Optimization is only as good as your test cases. Ensure your dataset is representative and well-designed before optimizing.
A target score of 1.0 is rarely achievable. Set targets based on your baseline and acceptable quality levels.
Set patience (e.g., 3-5) to avoid wasting iterations when the optimizer has converged.
After optimization completes, review the optimized prompt to ensure it maintains the intended behavior and variable structure.
Due to the stochastic nature of optimization, running multiple jobs and comparing results can yield better outcomes.

Troubleshooting

Check provider configuration and rate limits. Jobs queue when resources are constrained. Verify you have a configured provider in Settings > Providers.

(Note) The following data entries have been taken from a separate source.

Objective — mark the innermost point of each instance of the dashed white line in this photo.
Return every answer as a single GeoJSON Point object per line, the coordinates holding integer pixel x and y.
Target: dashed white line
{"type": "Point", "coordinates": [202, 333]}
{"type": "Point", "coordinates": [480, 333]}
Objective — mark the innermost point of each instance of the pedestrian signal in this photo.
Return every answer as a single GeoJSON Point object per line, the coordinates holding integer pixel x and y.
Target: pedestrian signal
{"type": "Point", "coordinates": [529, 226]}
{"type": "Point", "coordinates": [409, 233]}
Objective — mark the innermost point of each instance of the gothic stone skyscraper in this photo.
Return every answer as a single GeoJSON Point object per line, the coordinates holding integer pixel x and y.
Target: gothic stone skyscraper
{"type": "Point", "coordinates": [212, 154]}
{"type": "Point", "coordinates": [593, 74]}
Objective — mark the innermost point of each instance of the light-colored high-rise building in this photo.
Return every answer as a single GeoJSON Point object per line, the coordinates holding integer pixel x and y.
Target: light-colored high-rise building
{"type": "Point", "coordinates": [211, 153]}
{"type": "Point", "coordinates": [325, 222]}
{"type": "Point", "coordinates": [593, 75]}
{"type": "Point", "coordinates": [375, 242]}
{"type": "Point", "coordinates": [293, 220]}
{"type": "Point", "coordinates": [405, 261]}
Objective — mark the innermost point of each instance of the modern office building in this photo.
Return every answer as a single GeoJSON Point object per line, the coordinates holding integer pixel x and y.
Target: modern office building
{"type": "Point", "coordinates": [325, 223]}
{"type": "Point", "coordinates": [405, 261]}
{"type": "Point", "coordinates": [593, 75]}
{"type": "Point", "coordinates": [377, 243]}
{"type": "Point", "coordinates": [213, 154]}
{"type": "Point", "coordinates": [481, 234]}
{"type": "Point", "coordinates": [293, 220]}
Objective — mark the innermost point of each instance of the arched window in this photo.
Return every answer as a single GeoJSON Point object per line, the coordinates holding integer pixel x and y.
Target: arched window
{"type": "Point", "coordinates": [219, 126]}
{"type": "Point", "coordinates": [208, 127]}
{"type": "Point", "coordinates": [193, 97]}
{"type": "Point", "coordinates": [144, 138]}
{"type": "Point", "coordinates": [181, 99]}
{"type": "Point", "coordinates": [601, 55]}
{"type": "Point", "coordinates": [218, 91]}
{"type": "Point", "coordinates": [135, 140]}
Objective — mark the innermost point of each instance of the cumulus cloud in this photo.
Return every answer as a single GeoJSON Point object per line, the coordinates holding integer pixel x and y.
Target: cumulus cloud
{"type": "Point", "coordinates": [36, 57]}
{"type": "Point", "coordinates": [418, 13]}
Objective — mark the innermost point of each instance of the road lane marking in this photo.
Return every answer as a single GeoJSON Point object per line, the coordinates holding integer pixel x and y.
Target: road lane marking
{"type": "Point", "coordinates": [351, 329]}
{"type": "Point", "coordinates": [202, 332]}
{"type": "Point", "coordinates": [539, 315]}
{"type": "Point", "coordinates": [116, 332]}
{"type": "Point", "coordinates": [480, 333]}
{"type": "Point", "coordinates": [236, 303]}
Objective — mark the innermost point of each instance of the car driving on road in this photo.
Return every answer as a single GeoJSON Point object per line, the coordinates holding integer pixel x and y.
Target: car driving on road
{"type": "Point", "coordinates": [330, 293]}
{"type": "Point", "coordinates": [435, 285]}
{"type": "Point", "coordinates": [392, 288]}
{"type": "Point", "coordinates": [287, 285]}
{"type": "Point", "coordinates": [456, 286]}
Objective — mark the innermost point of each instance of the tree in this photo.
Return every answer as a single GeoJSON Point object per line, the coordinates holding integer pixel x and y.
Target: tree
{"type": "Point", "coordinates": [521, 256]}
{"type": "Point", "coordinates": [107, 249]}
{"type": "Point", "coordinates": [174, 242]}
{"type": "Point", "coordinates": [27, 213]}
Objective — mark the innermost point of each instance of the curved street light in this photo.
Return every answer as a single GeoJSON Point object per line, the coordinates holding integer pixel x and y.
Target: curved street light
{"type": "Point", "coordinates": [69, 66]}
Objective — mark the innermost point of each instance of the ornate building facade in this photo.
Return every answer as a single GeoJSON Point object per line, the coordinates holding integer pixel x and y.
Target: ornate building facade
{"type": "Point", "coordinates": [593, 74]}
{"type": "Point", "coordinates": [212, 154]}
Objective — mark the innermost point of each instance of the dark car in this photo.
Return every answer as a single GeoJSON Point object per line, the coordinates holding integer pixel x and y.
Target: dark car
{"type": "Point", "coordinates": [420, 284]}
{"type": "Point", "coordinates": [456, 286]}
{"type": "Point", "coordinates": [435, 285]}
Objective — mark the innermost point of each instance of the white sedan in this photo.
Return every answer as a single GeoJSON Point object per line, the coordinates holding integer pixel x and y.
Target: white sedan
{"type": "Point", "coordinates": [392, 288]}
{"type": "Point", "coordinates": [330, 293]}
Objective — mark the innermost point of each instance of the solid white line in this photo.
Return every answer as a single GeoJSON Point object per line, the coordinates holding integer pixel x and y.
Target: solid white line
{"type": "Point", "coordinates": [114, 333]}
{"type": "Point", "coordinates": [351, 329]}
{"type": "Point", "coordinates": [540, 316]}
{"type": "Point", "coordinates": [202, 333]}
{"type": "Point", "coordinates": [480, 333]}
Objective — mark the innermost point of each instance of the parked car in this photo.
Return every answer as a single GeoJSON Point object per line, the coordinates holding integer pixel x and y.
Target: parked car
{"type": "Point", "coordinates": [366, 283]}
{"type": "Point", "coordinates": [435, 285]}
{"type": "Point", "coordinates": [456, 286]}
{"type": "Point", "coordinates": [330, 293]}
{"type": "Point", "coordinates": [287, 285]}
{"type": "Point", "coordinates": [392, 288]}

The prompt may be near optimal for the given dataset. Try a different model, adjust the dataset, or review the evaluation criteria.
Free-tier workspaces have a limited number of optimization iteration-runs. The error message shows your usage and limit. Upgrade to increase your limit.
Check the error field in the job status. Common causes: provider API errors, invalid prompt variables, or dataset format issues.